The earliest rockets were solid-fuel rockets. They were probably built by the Byzantines in the seventh century AD, composed of bamboo as rocket body and a mixture of nitric and sulfur as fuel.

Presumably, regardless of the Chinese in the 13th century rockets were developed which were powered by black powder. There they were used among other things for military purposes. In Europe, it later became known, their main importance they had here but at first only as a firecracker.

The British officer William Congreve developed in the early 19th century, a rocket for military use. However, by the progress of the artillery, the rocket experienced a shadowy existence. Only at the end of the 19th century was again strengthened its research and development in this area.

The first successful launch of a solid-fuel rocket in Europe missile test (1931 ) by Karl Poggensee and Reinhold Tiling is called.


Solid rocket boosters are used differently today, both for military and civilian purposes, such as aerospace. They are used because of their low price, especially to help launch rockets ( "booster" ) and planes ( JATO ) and in small high school drives. They may also be due to their high maximum acceleration as a rescue rocket use to bring manned spaceships quickly out of the danger zone of a failing launch vehicle.

As an oxidizer, for example, at APCP ammonium perchlorate ( NH4ClO4 ) used the example in the decay 4 H2O N2 2 O2 Cl2 yields ( it arises in practice, HCl). Oxygen and chlorine react with aluminum to Al2O3 and AlCl3 and a polymeric binder hydrocarbon ( plastic) to H2O and CO2, with further energy is released. The mass fraction of aluminum is up to 30 percent.

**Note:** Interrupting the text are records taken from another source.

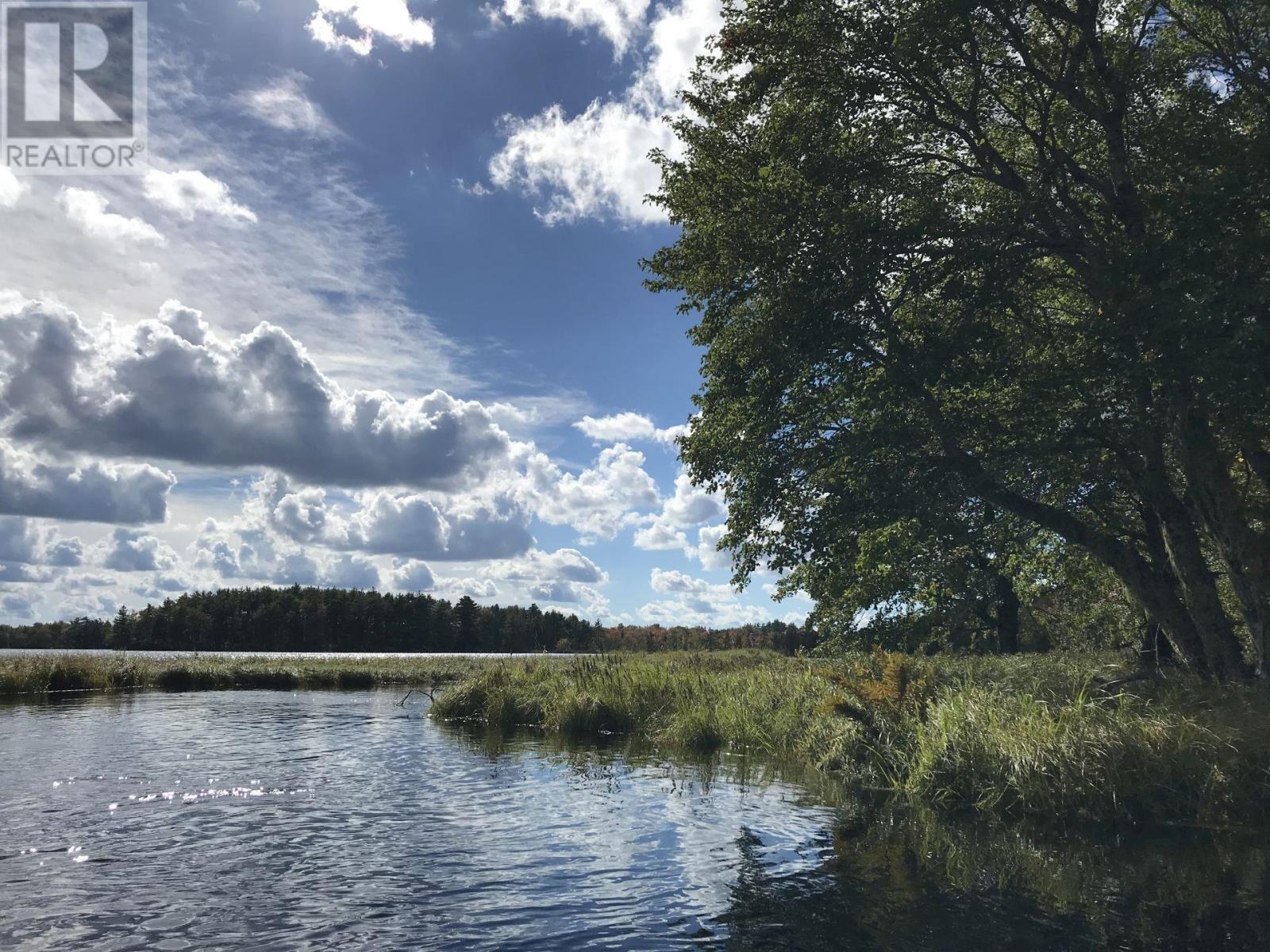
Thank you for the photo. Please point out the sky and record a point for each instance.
(372, 317)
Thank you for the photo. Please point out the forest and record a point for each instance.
(349, 620)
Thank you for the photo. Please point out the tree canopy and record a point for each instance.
(982, 283)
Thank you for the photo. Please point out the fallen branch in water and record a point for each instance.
(421, 691)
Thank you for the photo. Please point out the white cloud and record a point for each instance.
(660, 537)
(87, 209)
(89, 492)
(12, 188)
(190, 192)
(686, 508)
(410, 575)
(351, 571)
(706, 549)
(391, 19)
(616, 19)
(130, 551)
(625, 428)
(321, 262)
(564, 577)
(457, 528)
(286, 106)
(675, 581)
(595, 164)
(476, 190)
(601, 499)
(456, 588)
(19, 608)
(22, 541)
(171, 389)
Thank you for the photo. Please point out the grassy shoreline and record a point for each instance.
(25, 676)
(1062, 736)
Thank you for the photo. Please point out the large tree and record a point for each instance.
(965, 257)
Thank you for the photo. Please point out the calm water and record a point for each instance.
(343, 820)
(111, 653)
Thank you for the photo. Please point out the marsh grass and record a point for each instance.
(1053, 735)
(44, 674)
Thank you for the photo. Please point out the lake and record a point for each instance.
(321, 820)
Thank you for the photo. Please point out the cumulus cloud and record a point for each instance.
(457, 528)
(130, 551)
(683, 511)
(410, 575)
(65, 552)
(285, 105)
(22, 543)
(387, 19)
(625, 428)
(190, 192)
(87, 209)
(595, 164)
(455, 588)
(616, 19)
(351, 571)
(12, 188)
(17, 607)
(171, 389)
(708, 547)
(565, 575)
(90, 492)
(18, 539)
(675, 581)
(601, 499)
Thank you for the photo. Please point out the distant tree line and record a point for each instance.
(343, 620)
(779, 636)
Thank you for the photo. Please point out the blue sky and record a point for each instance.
(374, 317)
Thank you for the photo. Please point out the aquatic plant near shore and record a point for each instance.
(1041, 735)
(44, 674)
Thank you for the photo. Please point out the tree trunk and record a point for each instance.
(1242, 549)
(1007, 616)
(1156, 649)
(1168, 522)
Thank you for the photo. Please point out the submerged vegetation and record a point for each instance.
(1077, 736)
(1064, 735)
(42, 674)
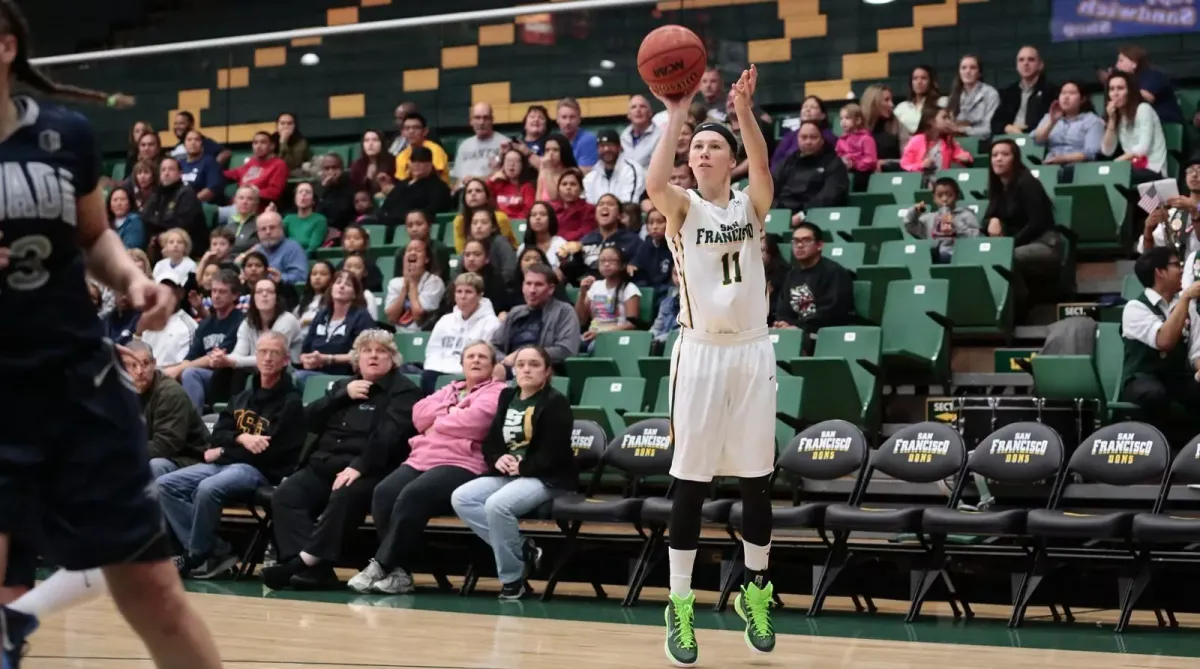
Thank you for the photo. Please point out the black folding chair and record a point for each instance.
(1121, 454)
(922, 453)
(1019, 456)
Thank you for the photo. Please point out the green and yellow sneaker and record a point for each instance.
(681, 644)
(754, 606)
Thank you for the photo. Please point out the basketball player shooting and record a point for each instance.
(723, 367)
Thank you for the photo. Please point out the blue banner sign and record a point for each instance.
(1105, 19)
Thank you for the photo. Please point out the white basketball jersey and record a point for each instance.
(723, 285)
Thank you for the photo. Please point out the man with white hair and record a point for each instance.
(257, 441)
(477, 157)
(641, 136)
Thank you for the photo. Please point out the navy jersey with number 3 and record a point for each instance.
(46, 314)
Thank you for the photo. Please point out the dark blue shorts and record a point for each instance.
(75, 471)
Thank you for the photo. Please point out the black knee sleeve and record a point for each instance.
(685, 504)
(756, 510)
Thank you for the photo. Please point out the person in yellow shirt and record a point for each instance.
(417, 131)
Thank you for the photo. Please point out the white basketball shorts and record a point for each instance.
(723, 405)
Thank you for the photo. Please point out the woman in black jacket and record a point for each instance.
(364, 425)
(531, 460)
(1019, 208)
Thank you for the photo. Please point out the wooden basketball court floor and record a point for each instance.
(262, 630)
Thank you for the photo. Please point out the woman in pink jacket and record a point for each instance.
(447, 452)
(934, 146)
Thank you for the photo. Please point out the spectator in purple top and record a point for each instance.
(811, 110)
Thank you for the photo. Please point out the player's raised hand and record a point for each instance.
(154, 300)
(745, 85)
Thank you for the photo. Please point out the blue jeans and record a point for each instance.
(193, 496)
(492, 507)
(196, 384)
(160, 466)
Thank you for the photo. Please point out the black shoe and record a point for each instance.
(15, 627)
(279, 577)
(532, 556)
(515, 591)
(321, 577)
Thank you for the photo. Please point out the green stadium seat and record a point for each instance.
(1048, 175)
(970, 180)
(317, 386)
(1029, 148)
(778, 221)
(899, 260)
(615, 354)
(661, 408)
(1109, 357)
(903, 185)
(1098, 210)
(789, 399)
(1067, 378)
(387, 265)
(847, 254)
(787, 342)
(843, 375)
(981, 284)
(605, 399)
(867, 203)
(912, 342)
(412, 345)
(834, 221)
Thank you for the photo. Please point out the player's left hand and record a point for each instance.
(745, 85)
(154, 300)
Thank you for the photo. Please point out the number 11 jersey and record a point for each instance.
(718, 252)
(47, 318)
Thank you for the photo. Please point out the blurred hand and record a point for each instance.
(358, 389)
(154, 300)
(347, 476)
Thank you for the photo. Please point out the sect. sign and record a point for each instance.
(1103, 19)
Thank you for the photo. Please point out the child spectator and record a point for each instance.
(943, 225)
(653, 261)
(667, 319)
(357, 239)
(414, 297)
(857, 146)
(127, 223)
(606, 303)
(541, 231)
(934, 146)
(177, 243)
(485, 229)
(315, 293)
(357, 264)
(306, 227)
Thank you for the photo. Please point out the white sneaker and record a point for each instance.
(399, 582)
(364, 580)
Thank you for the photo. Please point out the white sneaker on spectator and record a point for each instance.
(364, 580)
(399, 582)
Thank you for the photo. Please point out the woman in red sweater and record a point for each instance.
(267, 173)
(576, 216)
(514, 191)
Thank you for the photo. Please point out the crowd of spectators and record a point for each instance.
(551, 242)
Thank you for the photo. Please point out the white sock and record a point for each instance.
(756, 556)
(681, 571)
(61, 591)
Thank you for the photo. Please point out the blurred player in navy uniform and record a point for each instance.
(75, 477)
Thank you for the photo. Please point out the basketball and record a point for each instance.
(671, 60)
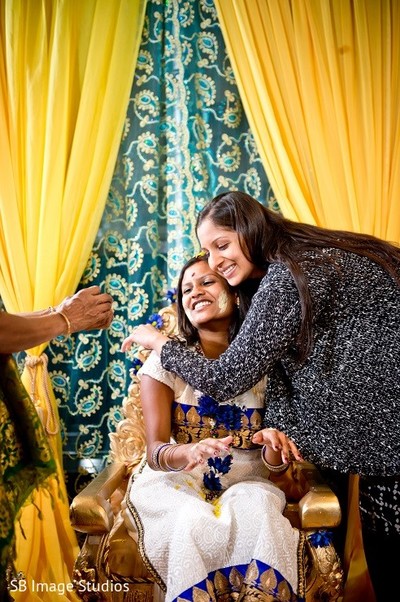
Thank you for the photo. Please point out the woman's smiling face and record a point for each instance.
(225, 254)
(205, 295)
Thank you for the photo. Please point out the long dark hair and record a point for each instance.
(266, 236)
(186, 328)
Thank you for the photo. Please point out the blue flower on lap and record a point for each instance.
(208, 406)
(222, 465)
(212, 482)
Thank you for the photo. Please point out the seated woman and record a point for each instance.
(209, 520)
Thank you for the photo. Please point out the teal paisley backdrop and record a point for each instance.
(186, 138)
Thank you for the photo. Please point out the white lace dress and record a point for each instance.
(217, 532)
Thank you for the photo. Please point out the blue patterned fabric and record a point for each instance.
(253, 581)
(186, 138)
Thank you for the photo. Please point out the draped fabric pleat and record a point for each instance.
(66, 71)
(320, 84)
(319, 80)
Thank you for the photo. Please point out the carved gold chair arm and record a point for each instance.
(91, 511)
(311, 502)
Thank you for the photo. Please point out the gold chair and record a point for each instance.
(109, 567)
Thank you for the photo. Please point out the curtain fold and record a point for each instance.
(66, 70)
(319, 80)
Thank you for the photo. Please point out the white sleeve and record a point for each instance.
(152, 367)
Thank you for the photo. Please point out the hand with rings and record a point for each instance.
(278, 442)
(207, 448)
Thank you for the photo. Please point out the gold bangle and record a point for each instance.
(271, 467)
(67, 321)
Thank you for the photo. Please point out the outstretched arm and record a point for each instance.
(86, 310)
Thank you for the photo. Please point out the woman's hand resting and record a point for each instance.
(278, 445)
(207, 448)
(147, 336)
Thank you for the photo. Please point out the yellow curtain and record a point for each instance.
(319, 81)
(66, 70)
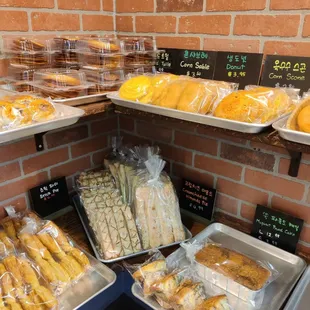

Through its simple design solid rocket boosters can be applied, for example as small rockets for fireworks, signaling or as a special missiles for the hand weapons., Even in very small size This rather simple propellant such as black powder to be used.


In the future it is planned to reduce the high curb weight of large solid rocket by the steel material is replaced by carbon-fiber- reinforced plastics. Thus, the empty mass of large solid rocket could be drastically reduced. Calculations showed that one of the full -to empty mass ratio, the payload of the Ariane 5 could with the aim Geostationary transfer orbit around 2 t increase solely by this improvement.

These lightweight materials could also allow pure solid rocket transporting large satellites economically in low earth orbits.